Accurate Wheat Spike Counting via Drone Video Streams and Deep Learning

In modern agriculture, the accurate monitoring of crop traits such as wheat spike count is crucial for yield prediction, breeding programs, and cultivation management. Traditional methods relying on manual counting are labor-intensive, time-consuming, and prone to human error, especially in large-scale fields. With advancements in drone technology, Unmanned Aerial Vehicles (UAVs) have emerged as powerful tools for capturing high-resolution imagery and video streams of crops. These UAV-based systems, when integrated with deep learning algorithms, enable efficient and real-time analysis of plant phenotypes. In this study, we explore the feasibility of using deep learning models to accurately count wheat spikes from UAV video streams, addressing challenges such as varying planting densities, environmental conditions, and spike developmental stages.
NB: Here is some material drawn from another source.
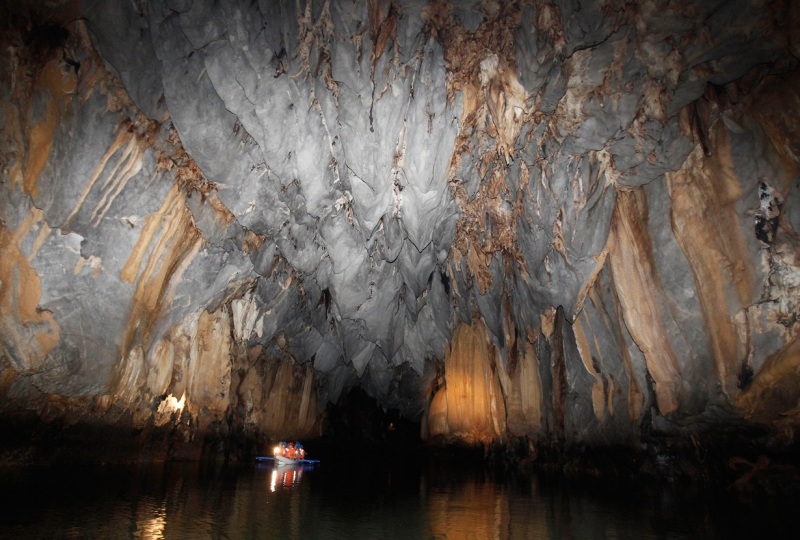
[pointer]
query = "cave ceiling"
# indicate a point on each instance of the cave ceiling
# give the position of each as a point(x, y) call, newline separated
point(586, 210)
We selected ten major winter wheat cultivars from the Huang-Huai region, including varieties like Fanmai 8, Zhoumai 36, and Zhongmai 895, to represent diverse spike types. Three planting densities—1.2 million, 2.4 million, and 3.6 million plants per hectare—were established in randomized block designs. Additionally, a production field of Zhongmai 578 with a density of 3 million plants per hectare was used for validation. Data collection was conducted during the grain-filling stages using a consumer-grade DJI Air 3 drone equipped with a 48-megapixel camera. The drone was flown at an altitude of 3 meters above the canopy, with a tilt angle of 37 degrees and a speed of 0.5–1 m/s, capturing video streams at a resolution of 3840 × 2160 and 60 frames per second. To ensure robustness, videos were cropped into 450 × 450 pixel sub-videos, and frames were extracted every 45 frames to minimize overlap, resulting in 528 initial images. Data augmentation techniques, including horizontal flip, vertical flip, Gaussian blur, and contrast adjustment, were applied to generate 3,168 images, which were split into training, validation, and test sets in an 8:1:1 ratio.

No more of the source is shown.